Introduction: Cryopreservation is used for long-term preservation of biological materials containing cells. Two primary techniques of cryopreservation are slow freezing and vitrification, in which water transition directly to the glassy state without crystallization. Slow freezing methods, which utilize 10% dimethyl sulfoxide (DMSO) as a cryoprotectant, are effective for numerous cell lines. However, the method is not acceptable for the effective cryopreservation of large volume cell such as oocyte or 2D or 3D cell constructs.
Vitrification methods have been developed with the advent of preservation techniques for oocytes and embryos, primarily in the field of reproductive medicine. We previously utilized carboxylated poly-L-lysine (COOH-PLL)[1],[2], a novel polymer cryoprotectant as a component of vitrification solution. The key points of the success of vitrification are related to avoid crystallization during cooling and ice recrystallization during thawing.
In this study, we reported the development of hydrophobic COOH-PLL as a more effective ice crystallization inhibitor and utilize it for slow vitrification technique for the effective cryopreservation of tissue engineered-constructs.

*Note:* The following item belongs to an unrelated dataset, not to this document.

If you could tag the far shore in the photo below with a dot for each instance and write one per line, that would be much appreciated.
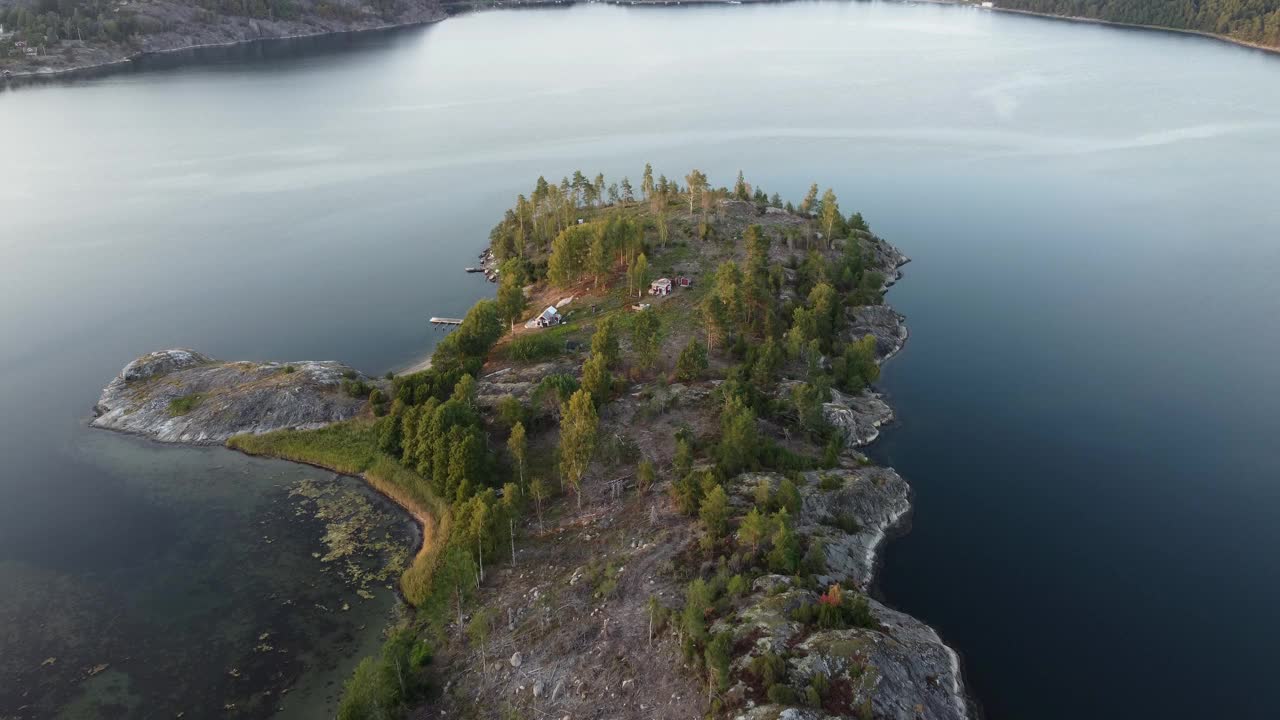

Experimental Methods: We previously reported the synthesis of the polymeric cryoprotectant, COOH-PLL[1]. We reported addition of COOH-PLL into a vitrification solution (VS) based on ethylene glycol (EG) and sucrose enhanced the viability after thawing due to inhibitory effect of ice recrystallization. Here we synthesized hydrophobically modified COOH-PLL by using butyl succinic anhydride, glutaric anhydride, 3, 3- dimethyl glutaric anhydride (DMGA) instead of succinic anhydride. Scheme 1 shows the preparation of DMGA-PLL. To compare crystallization during freezing and stabilities of the glassy states during thawing among VS with various hydrophobic COOH-PLL, thermal analysis was performed using a differential scanning calorimeter. Human mesenchymal stem cells (MSCs) sheet cultured in the dish were vitrified with various VS with controlling cooling rate and were warmed on the same day by gently addition of the pre-warmed medium and the cell viability was evaluated by Live/Dead assay kit.

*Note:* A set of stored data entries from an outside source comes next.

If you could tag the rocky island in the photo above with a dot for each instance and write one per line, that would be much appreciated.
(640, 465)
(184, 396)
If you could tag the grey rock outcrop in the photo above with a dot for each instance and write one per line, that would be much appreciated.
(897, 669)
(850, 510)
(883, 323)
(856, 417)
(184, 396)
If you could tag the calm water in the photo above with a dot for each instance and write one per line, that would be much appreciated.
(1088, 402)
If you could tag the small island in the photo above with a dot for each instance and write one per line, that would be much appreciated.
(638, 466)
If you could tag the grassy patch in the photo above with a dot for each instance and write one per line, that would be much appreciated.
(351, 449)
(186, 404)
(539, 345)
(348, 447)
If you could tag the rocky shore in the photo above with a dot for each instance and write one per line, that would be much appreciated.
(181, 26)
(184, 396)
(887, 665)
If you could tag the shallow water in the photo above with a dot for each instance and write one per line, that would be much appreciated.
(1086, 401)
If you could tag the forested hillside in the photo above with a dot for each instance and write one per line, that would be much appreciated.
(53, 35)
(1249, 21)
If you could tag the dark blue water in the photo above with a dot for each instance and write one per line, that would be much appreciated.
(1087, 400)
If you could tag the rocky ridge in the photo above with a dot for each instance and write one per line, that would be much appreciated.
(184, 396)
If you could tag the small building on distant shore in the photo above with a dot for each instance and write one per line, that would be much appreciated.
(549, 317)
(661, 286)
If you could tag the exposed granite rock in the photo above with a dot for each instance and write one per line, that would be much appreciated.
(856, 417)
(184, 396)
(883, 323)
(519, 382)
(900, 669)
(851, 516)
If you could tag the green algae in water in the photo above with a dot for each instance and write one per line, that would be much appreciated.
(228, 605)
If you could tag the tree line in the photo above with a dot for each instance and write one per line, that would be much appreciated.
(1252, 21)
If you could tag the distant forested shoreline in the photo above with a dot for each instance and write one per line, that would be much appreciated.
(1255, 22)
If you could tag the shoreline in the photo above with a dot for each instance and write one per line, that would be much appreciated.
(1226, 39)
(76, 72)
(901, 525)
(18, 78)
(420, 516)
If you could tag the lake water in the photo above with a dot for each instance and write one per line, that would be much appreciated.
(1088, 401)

Results and Discussion: The crystallization behaviour of VS was affected by EG concentration. The stability of glassy state increases in higher EG concentration but toxicity also increases. COOH-PLL addition enhanced inhibition of crystallization and re-crystallization of VS. And moreover, from the result of thermal analysis, hydrophobic COOH-PLL (DMGA-PLL) much enhanced the glassy state of VS even at the slow cooling rate of 5 degree/min. The live/dead assay results of thawed MSC sheets after vitrification with DMGA-PLL through 5 degree/min of cooling rate was shown in Fig.1 comparing with VS without polymer. From these results, hydrophobically modified COOH-PLL addition was very effective on the vitrification with slow cooling rate. The mechanisms might be related with the ice crystallization inhibition and inhibition of de-vitrification properties.

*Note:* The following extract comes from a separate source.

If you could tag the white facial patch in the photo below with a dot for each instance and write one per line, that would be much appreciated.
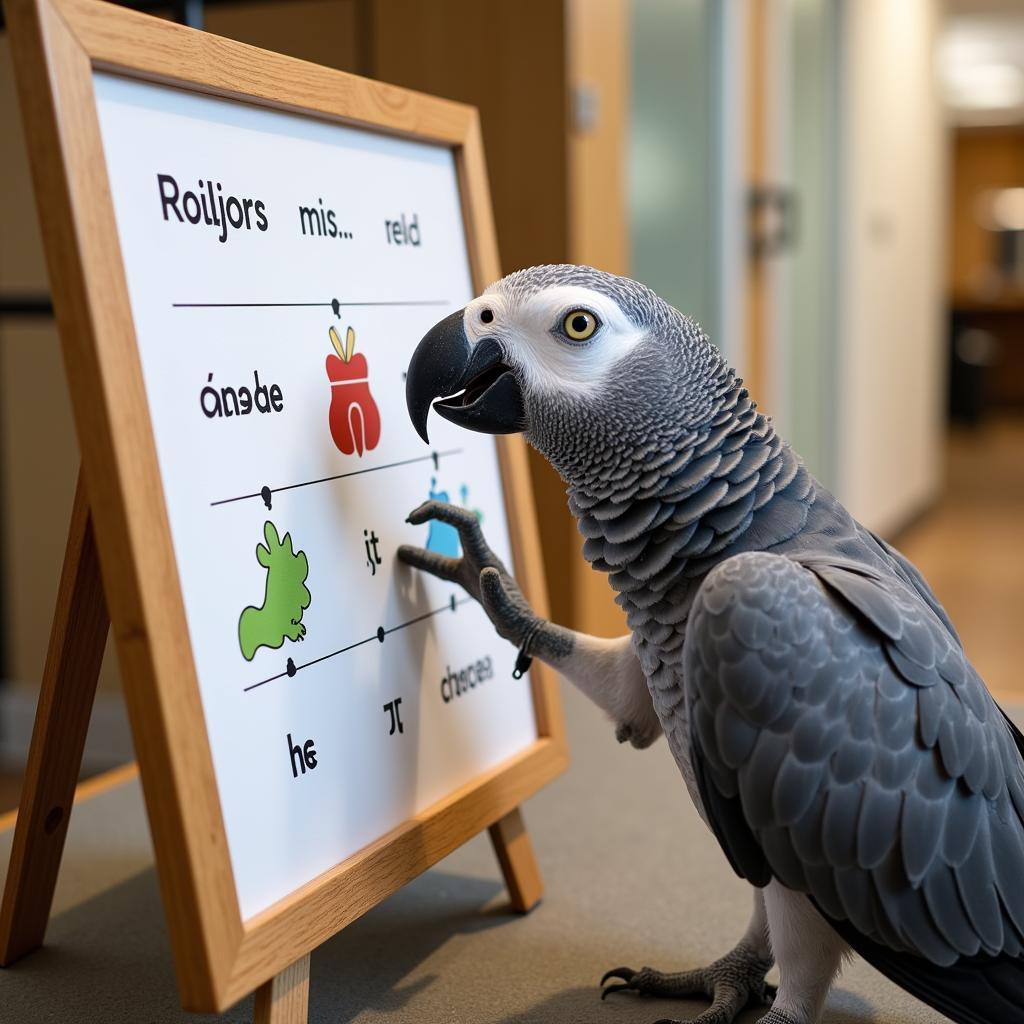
(537, 344)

Conclusion: It was shown that hydrophobically modification of COOH-PLL improved effectively the vitrification properties of current vitrification system due to its inhibition of recrystallization property. From our results, tissue constructs can be cryopreserved in glassy state at slow cooling rate.
The authors would like to thank the Grant-in-Aid for Scientific Research(A), MEXT, (Grant no: 25242050) for providing financial support to this project
References:
[1] Matsumura K. et al., Biomaterials 30:4842-49, 2009.
[2] Matsumura K. et al., Cryobiology 63:76-83, 2011.